Avec ce tome 6, on amorce tranquillement le dénouement. Certaines prises de conscience importantes se font du côté de Minako, en parallèle de celles de Reina. le contrôle d'Hayafudji sur les deux femmes en prend un coup, ce qui explique peut-être sa réaction à la fin du tome. J'ai été profondément ébranlé par un des personnages, la mère de Minako, qui en quelques phrases, illustre de manière consternante une mentalité terriblement toxique dans le rapport de genre de ce pays ( et peut-être d'autres, qui sait). Voici l'extrait:


"L'adultère, c'est ce que TOUS les hommes font. En tout cas, tous les hommes qui réussissent. Puisque tu vas devenir mère, laisse moi te donner un conseil. Les hommes sont DIFFÉRENTS des femmes. Ils se lassent de manger toujours la même chose. Alors il leur arrive d'aller goûter d'autres saveurs ailleurs. Fermer les yeux là-dessus, c'est se montrer MAGNANIME pour une femme, tu vois ce que je veux dire? Les MEILLEURES FEMMES sont celles qui protègent le foyer. Une femme qui protège sa famille en SILENCE et avec APPLICATION a bien plus de VALEUR qu'une femme qui ne sert qu'à s'amuser. C'est un FAIT RECONNU par les maris et la société en général, bien entendu."

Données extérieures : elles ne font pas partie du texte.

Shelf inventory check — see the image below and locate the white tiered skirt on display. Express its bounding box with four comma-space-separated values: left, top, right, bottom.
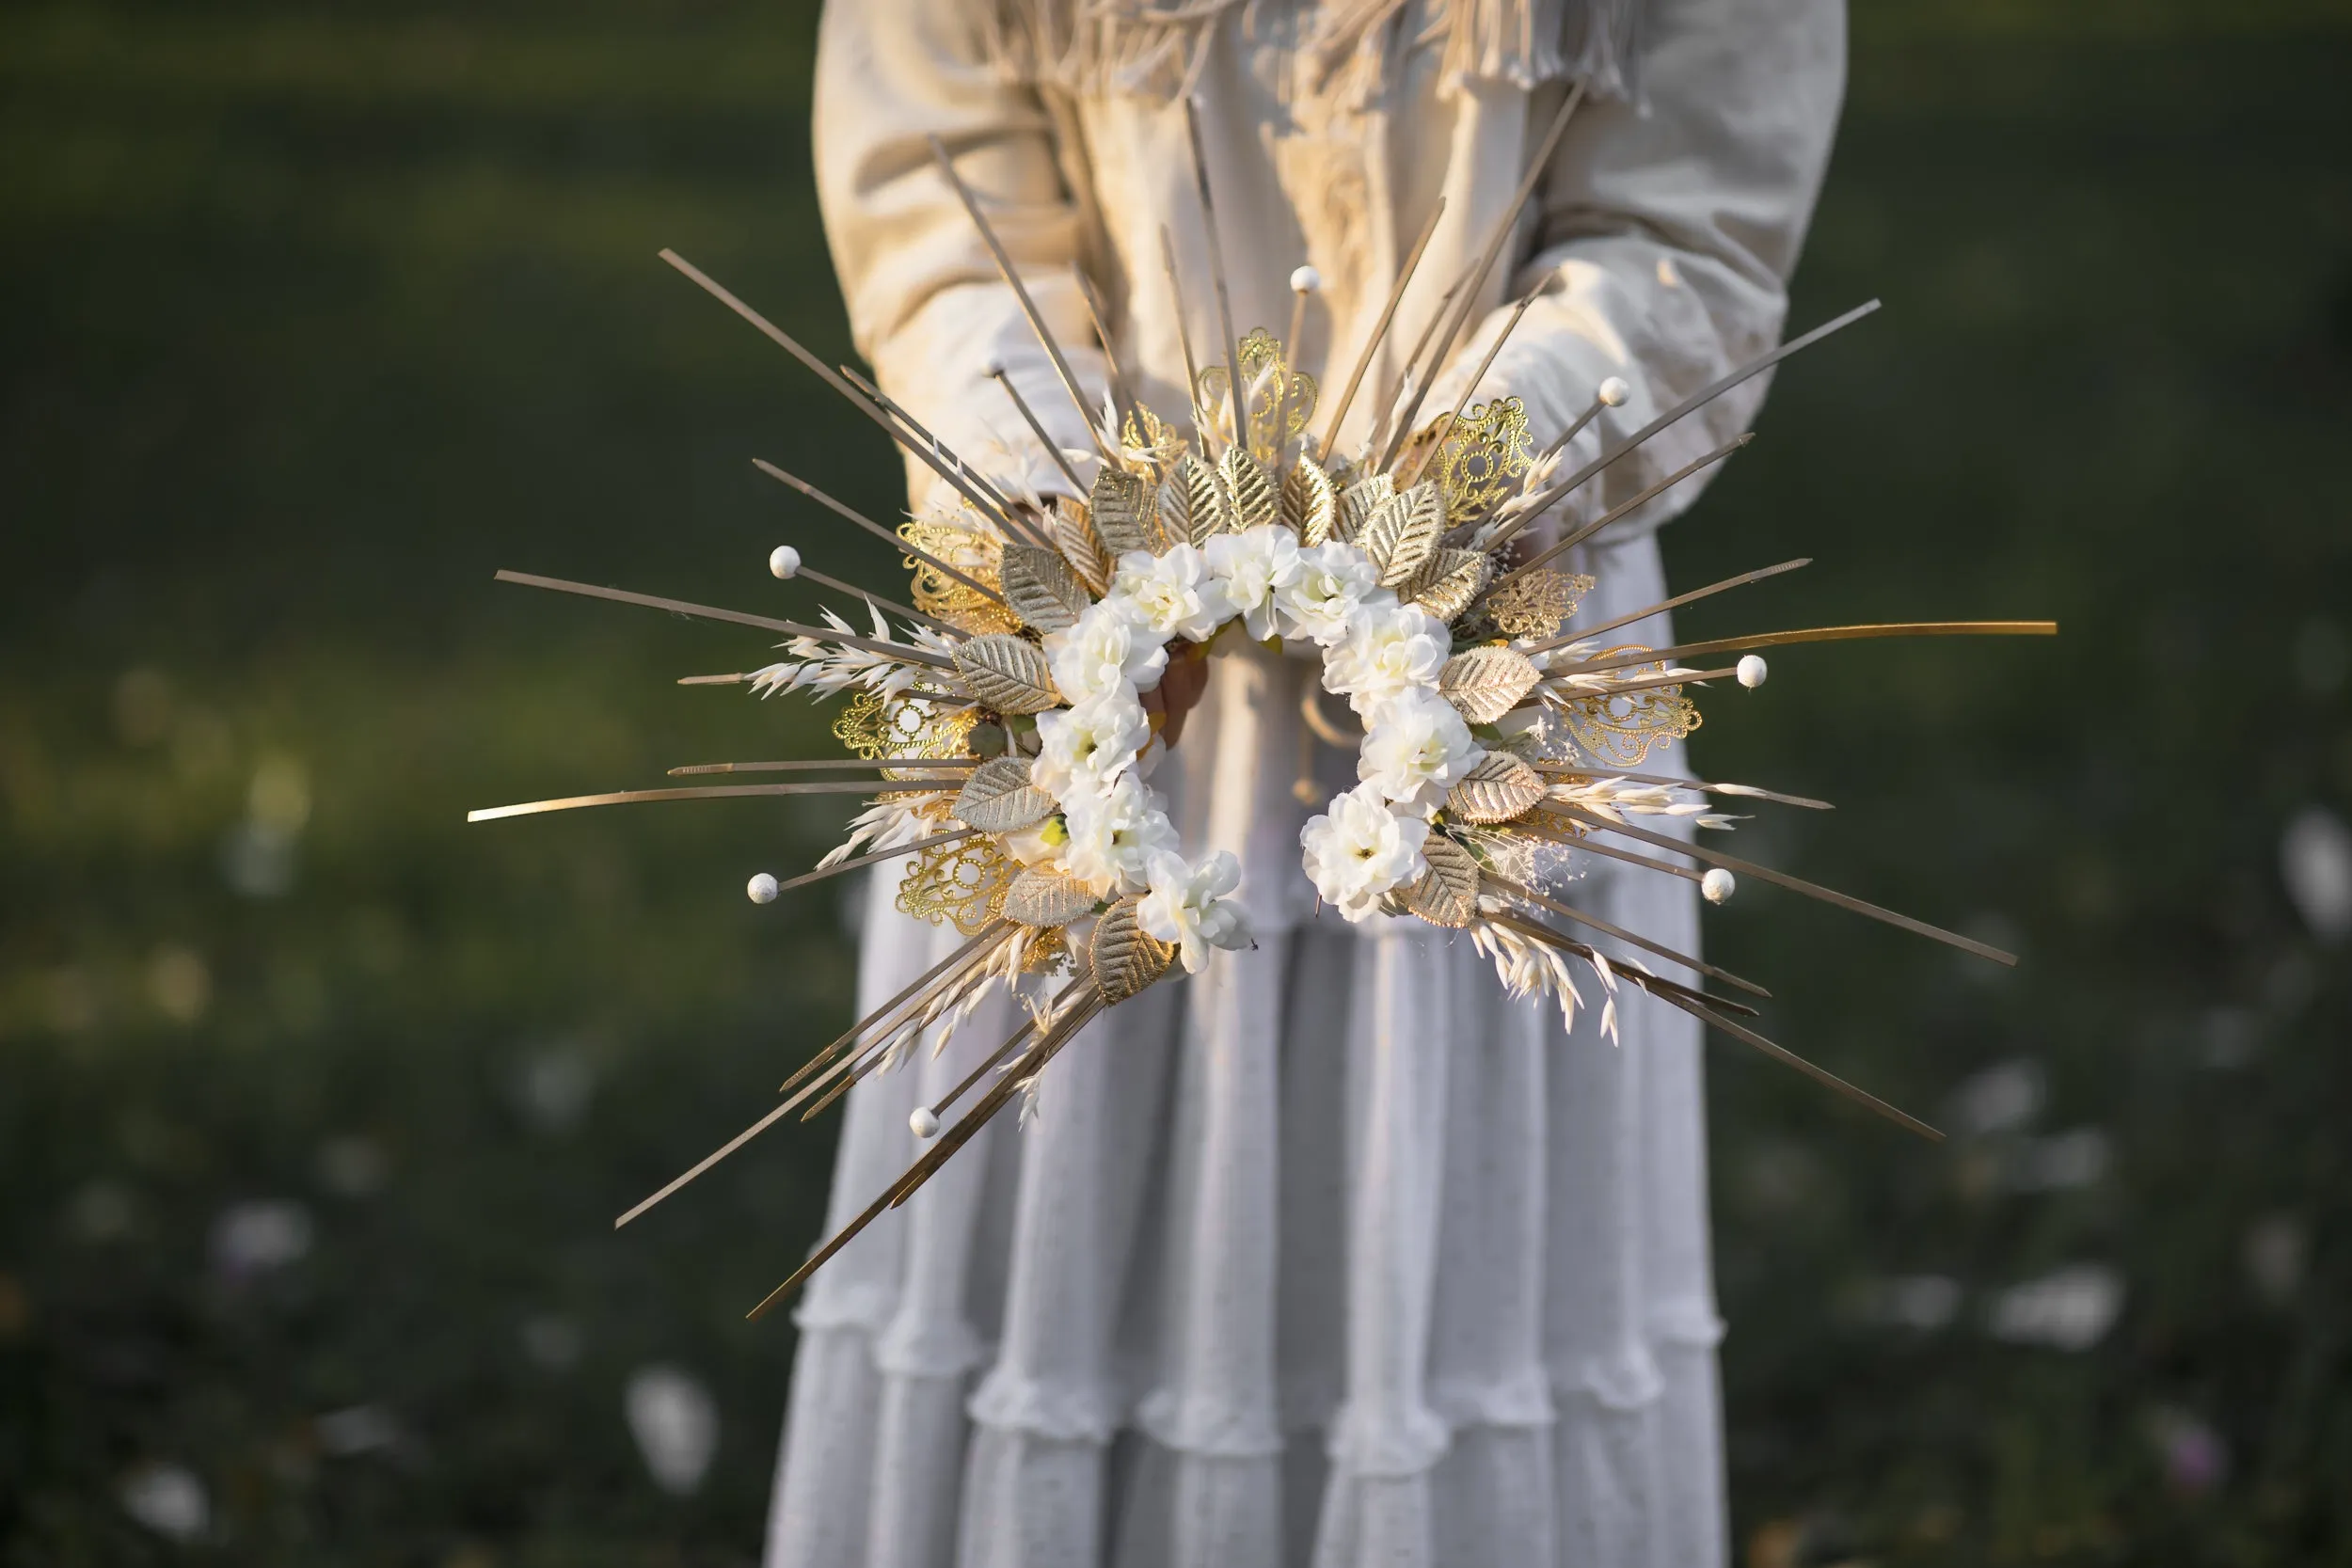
761, 540, 1726, 1568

Donner une valeur à une personne comme on en donne à un objet est un acte de déshumanisation abjecte. Ce thème a d'ailleurs été évoqué auparavant dans la série quand on jonglait avec l'idée que les filles "vierges" était de beaux objets "propres" ayant plus de "valeur" que les filles déflorées. Un concept machiste à son paroxysme et si bien intégré par la société qu'elle navigue dans les deux genres, maintenant, même si cette origine se trouve du côté des hommes et leur fâcheuse glorification de la pureté féminine autour de l'hymen.


"Accepter que les hommes ont des pulsions et des envies que les femmes n'ont pas", affirme donc la mère, sans tenir compte que ces même envies et pulsions peuvent aussi se trouver du côté des femmes.


Accepter l'adultère comme compromis au bonheur familial, emblème de réussite social par excellence. Rabaisser les femmes qui n'ont pas de foyer, donc ni épouse ni mères. Valider le tout et se conforter sous le rassurant couvert d'une majorité bienpensante, sans même savoir si cette "majorité" existe. Les éléments erronés et révoltants de ce court passage pourraient être au centre de bien des débats et illustrent à quel point certaines idées toxiques et inéquitables sont acceptées et véhiculées dans la société nippone ( et potentiellement d'autres). Ce court passage m'a véritablement indigné.


Dans un autre ordre d'idée , Misato continu sa lancée dans le but de conquérir Niizuma. Son acharnement est aussi toxique que le reste. C'est le genre de personnage qui n'acceptera pas un "non", quitte à manipuler pour arriver à ses fins. Ça me rappel Jacob dans la série Twilight, le parfait roman des relations toxiques. "Moi je t'aime, je ferai en sorte que tu le sois aussi. Si tu ne l'est pas, c'est que tu ne t'en rend pas compte, ça ne peut pas être autrement". J'ai envie de parler "d'amour imposé" ou "amour biaisé" dans son cas. Voyons où cela la mènera.


Enfin, Misuzu prend aussi des gallons. Tranquillement, elle s'interroge sur l'origine de sa peur des hommes, tout en côtoyant de plus en plus son jeune élève. Ce dernier semble devenir un facteur de résilience, c'est-à-dire un élément favorable au développement du pouvoir d'agir et du changement, voir de guérison.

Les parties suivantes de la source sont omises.